O sistema penal brasileiro passa a contar com um importante instrumento redutor do poder punitivo, capaz de auxiliar na maior celeridade, pelo afastamento do processo para as infrações de médio potencial ofensivo.

23/1/2020

Importante inovação trazida ao sistema brasileiro pela lei 13.964/19, é a medida despenalizadora do acordo de não persecução penal. Vale destacar que esta medida não integrava a proposta anticrime, remetida pelo atual Ministro da Justiça ao Congresso Nacional, mas foi incluída no trabalho parlamentar de unificação de propostas legislativas em trâmite no parlamento.
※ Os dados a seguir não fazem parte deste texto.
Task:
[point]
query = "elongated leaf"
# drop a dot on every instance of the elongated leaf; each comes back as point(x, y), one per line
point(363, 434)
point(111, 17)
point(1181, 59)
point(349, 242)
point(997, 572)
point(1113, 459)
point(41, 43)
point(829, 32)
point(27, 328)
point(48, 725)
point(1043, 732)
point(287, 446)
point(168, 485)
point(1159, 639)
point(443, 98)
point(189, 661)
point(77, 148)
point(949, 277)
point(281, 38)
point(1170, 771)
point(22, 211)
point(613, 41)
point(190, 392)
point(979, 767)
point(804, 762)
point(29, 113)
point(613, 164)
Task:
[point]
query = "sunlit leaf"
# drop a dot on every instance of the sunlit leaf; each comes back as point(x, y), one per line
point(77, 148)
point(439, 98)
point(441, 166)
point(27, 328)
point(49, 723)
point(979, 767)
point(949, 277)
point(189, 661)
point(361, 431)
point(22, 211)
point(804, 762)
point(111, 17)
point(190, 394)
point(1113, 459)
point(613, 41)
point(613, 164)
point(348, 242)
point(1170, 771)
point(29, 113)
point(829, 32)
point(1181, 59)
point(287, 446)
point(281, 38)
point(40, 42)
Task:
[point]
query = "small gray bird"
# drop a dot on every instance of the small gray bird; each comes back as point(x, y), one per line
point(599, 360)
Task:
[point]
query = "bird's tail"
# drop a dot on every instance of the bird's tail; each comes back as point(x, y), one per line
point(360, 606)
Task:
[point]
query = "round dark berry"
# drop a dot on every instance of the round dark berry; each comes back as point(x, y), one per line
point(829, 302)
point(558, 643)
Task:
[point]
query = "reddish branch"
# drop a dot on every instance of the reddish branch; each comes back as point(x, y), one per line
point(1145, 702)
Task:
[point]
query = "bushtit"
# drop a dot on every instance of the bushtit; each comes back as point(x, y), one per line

Nesse aspecto, elogiável o trabalho desenvolvido pelo Congresso Nacional, pois, ao passo que a proposta anticrime do Ministério da Justiça era centrada fundamentalmente na continuidade do processo de prisionalização, em clara contraposição aos movimentos internacionais de redução do poder punitivo e substituição das medidas punitivas por outras de natureza restaurativa e conciliatória; fez o parlamento a inserção de regra redutora do poder punitivo que, embora esteja sujeita a críticas e avaliações, evidente que sempre no sentido da melhora do instituto e dos mecanismos de resolução racional dos conflitos sociais, interpretada em acordo com a Constituição Federal, talvez possa ser apontadas como um dos poucos implementos, senão único, nos últimos 20 anos de restabelecimento da marcha da legislação penal no sentido da redução do cárcere.
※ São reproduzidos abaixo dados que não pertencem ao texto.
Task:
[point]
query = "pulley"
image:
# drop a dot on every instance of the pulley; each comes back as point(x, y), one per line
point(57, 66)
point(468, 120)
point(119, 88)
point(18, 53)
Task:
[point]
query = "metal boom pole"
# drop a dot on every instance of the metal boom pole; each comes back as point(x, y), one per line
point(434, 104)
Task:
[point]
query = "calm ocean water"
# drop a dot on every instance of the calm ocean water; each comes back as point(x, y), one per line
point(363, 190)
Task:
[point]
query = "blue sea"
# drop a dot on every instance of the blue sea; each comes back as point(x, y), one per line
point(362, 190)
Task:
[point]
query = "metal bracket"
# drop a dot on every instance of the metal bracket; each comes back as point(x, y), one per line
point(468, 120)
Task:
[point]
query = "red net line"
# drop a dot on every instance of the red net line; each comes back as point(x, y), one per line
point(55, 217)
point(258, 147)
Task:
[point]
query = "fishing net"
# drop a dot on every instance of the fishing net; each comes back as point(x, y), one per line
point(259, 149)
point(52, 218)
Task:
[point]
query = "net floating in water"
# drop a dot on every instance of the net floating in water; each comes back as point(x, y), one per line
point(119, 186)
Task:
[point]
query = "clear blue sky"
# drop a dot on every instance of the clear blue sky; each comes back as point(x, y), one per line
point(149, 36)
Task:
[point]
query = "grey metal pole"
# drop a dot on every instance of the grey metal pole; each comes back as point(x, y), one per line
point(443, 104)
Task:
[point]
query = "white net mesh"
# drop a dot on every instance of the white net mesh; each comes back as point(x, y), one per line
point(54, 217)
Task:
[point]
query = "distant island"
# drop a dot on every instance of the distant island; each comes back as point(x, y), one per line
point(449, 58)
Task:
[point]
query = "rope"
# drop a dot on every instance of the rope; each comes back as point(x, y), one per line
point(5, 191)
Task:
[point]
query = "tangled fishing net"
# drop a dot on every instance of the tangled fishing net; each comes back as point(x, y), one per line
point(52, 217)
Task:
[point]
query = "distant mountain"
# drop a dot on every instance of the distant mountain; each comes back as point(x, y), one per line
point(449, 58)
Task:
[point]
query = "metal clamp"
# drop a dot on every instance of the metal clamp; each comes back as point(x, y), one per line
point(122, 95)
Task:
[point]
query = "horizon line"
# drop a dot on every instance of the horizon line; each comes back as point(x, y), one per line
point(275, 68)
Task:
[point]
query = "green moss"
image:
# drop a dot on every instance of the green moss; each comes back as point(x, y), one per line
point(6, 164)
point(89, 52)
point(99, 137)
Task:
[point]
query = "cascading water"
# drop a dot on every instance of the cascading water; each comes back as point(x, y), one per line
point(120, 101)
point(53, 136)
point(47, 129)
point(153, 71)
A ideia já integrava a resolução 181/17, do Conselho Nacional do Ministério Público, que permitia a celebração de acordo de não-persecução penal, para crimes de menor gravidade. Isso se dá sob forte influência do modelo presente no direito alemão, com objetivo de conceder maior racionalidade ao sistema penal e conduzir a respostas mais rápidas, para as questões consideradas menos graves, possibilitando maior apuração dos fatos, nos processos cuja acusação seja de delitos mais graves, inclusive porque, na Alemanha, este mecanismo surgiu da iniciativa de membros do Ministério Público, independente do detalhamento legislativo, tendo constitucionalidade reconhecida pela Corte Constitucional Alemã.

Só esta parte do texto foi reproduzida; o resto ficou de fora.